Baseball Info Solutions tracks defensive shifts, and reports there were 8,134 instances in the majors last season. That's way up from 4,577 in 2012, and far more than the 2,358 in 2011.
''It's not as much fun as it used to be,'' Tampa Bay manager Joe Maddon lamented. ''Everybody's using it.''
Maddon is a shifting maven, having employed four-man outfields and routinely putting three players on one side of the dirt at different depths.
In a recent exhibition, with a runner on third base, Maddon overshifted his infield in the middle of an at-bat. No luck. A wild pitch scored the run.
Maddon has a theory on why it took teams so many years to shift around.
''They were afraid they might be wrong,'' he said. ''But it always made sense to adjust your fielders. Why would you play someone in a place where a guy never hits it?''
And if a big bopper tries to bunt down the unprotected third base line, that's OK.
''There are times when I'm begging him to bunt against us,'' Maddon said.
Scioscia's strategy paid off this month for the Los Angeles Angels when his repositioned left fielder handled a grounder and began a bases-loaded DP in extra innings. Williams, Washington's first-year manager, tried something with the bases loaded in the eighth and paid the price.
Offered San Diego manager Bud Black: ''Yes, my thinking has changed.''
''We will move,'' he said.
So will the Reds, after new Cincinnati manager Bryan Price talks to his men on the mound.

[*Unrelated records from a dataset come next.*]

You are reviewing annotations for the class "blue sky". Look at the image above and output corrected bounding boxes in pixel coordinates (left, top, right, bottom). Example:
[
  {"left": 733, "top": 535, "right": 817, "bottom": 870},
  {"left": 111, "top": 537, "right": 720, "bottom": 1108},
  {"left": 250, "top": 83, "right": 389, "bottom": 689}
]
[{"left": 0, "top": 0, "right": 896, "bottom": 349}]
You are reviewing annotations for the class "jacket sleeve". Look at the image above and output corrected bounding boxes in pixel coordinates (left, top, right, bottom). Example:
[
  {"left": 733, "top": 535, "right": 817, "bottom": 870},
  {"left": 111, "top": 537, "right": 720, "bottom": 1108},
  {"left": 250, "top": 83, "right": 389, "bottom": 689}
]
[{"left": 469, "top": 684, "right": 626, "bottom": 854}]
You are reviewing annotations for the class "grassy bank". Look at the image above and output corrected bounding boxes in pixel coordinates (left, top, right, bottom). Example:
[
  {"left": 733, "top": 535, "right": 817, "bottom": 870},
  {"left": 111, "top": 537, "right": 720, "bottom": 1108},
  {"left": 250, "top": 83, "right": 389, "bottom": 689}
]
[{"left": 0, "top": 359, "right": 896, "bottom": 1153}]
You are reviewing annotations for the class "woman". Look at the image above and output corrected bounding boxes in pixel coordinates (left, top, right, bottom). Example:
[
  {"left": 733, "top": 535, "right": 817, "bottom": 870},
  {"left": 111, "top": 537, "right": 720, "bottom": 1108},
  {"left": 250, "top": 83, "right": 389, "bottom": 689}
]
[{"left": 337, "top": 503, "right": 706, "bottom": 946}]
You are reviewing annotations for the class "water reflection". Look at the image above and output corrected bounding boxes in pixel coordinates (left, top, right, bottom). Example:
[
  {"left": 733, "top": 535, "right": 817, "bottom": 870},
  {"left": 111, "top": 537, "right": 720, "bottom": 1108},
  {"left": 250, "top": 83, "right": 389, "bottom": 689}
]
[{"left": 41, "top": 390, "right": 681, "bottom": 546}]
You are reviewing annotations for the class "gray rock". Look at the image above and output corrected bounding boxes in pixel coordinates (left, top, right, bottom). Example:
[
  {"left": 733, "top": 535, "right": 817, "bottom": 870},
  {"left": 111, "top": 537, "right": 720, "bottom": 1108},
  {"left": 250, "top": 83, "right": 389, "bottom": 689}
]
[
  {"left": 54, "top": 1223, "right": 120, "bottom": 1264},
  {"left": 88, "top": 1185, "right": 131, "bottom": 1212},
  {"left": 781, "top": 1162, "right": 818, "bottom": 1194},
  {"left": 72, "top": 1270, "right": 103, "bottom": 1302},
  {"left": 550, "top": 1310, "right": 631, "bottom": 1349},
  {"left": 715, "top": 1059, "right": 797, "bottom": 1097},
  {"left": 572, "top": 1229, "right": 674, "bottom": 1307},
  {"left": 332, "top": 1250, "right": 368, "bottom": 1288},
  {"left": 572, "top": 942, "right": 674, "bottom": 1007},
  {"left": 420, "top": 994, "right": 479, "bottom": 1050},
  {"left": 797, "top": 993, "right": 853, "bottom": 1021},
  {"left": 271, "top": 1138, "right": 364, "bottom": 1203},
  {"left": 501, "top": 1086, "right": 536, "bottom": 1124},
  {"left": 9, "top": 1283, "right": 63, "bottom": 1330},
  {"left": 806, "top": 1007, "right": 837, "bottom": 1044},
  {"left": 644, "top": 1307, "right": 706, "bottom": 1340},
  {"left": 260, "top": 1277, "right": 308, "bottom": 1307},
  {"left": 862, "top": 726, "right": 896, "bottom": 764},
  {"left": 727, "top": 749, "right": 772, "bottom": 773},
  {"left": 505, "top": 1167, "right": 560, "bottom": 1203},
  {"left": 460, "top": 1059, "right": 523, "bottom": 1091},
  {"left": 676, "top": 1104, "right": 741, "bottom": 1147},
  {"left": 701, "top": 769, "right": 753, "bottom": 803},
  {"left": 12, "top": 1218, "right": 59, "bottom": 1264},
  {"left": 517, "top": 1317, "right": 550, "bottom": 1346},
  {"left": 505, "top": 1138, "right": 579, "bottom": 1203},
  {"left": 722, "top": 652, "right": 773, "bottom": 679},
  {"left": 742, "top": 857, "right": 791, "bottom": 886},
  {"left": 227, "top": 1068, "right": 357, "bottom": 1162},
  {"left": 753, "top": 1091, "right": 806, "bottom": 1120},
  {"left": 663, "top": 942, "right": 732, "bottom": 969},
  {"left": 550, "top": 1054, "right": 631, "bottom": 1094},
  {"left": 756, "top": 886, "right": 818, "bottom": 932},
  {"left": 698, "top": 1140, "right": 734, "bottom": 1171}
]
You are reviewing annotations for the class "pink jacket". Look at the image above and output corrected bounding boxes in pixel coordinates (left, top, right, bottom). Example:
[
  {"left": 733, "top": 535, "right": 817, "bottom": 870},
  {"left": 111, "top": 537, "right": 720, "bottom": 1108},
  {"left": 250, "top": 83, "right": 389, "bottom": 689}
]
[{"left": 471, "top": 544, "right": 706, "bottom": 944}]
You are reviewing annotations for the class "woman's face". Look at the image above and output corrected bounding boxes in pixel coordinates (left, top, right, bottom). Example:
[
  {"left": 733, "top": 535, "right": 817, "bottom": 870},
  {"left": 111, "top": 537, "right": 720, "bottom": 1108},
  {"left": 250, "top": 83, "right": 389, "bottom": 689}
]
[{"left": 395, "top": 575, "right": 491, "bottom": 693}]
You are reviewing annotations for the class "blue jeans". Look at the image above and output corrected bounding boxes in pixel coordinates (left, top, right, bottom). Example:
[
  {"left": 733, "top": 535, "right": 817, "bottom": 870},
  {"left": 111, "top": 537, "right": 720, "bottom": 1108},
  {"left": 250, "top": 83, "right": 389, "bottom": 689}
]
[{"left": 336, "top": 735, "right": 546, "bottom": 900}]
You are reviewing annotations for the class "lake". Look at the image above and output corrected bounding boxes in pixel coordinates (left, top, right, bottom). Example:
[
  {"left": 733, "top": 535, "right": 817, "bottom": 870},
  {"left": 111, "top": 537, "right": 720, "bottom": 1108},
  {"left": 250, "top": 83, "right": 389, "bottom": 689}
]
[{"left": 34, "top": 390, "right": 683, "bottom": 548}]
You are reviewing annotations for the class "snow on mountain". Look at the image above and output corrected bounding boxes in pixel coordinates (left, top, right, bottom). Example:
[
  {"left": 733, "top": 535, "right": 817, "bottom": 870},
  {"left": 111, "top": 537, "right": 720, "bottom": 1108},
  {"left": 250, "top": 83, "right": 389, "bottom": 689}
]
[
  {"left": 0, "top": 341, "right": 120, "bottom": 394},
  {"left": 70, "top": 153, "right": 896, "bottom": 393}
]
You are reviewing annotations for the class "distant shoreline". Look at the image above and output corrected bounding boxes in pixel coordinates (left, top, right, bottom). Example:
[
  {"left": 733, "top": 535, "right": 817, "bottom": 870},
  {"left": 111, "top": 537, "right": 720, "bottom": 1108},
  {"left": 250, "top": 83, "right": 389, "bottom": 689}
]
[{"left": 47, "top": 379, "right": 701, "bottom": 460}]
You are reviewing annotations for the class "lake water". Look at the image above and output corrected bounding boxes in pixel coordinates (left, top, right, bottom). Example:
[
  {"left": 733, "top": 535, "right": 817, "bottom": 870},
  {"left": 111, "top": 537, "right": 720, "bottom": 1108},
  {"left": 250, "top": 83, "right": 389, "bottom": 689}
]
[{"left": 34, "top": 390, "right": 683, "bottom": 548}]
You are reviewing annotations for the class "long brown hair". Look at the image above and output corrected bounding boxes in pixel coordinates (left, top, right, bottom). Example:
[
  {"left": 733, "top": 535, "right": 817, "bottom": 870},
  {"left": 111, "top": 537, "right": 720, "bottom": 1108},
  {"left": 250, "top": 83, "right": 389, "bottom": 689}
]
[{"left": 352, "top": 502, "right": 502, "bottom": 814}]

''Pitchers can be pretty temperamental about defensive alignment. We know that,'' he said. ''We want to have the discussion beforehand, not after.''
St. Louis general manager John Mozeliak wants to start earlier, letting his minor leaguers get accustomed to moving. On Thursday, Cardinals third baseman Matt Carpenter took a spot in short right field, fielded a grounder and threw out a runner at first.
Minnesota's Jason Kubel has been on the other side a lot.
The lefty hitter debuted a decade ago and rarely saw defensive shifts, if ever. Against the Yankees this month, he faced three fielders on the right side every at-bat.
''Now, I think it would be weird if I came up and saw that nobody was moved,'' Kubel said.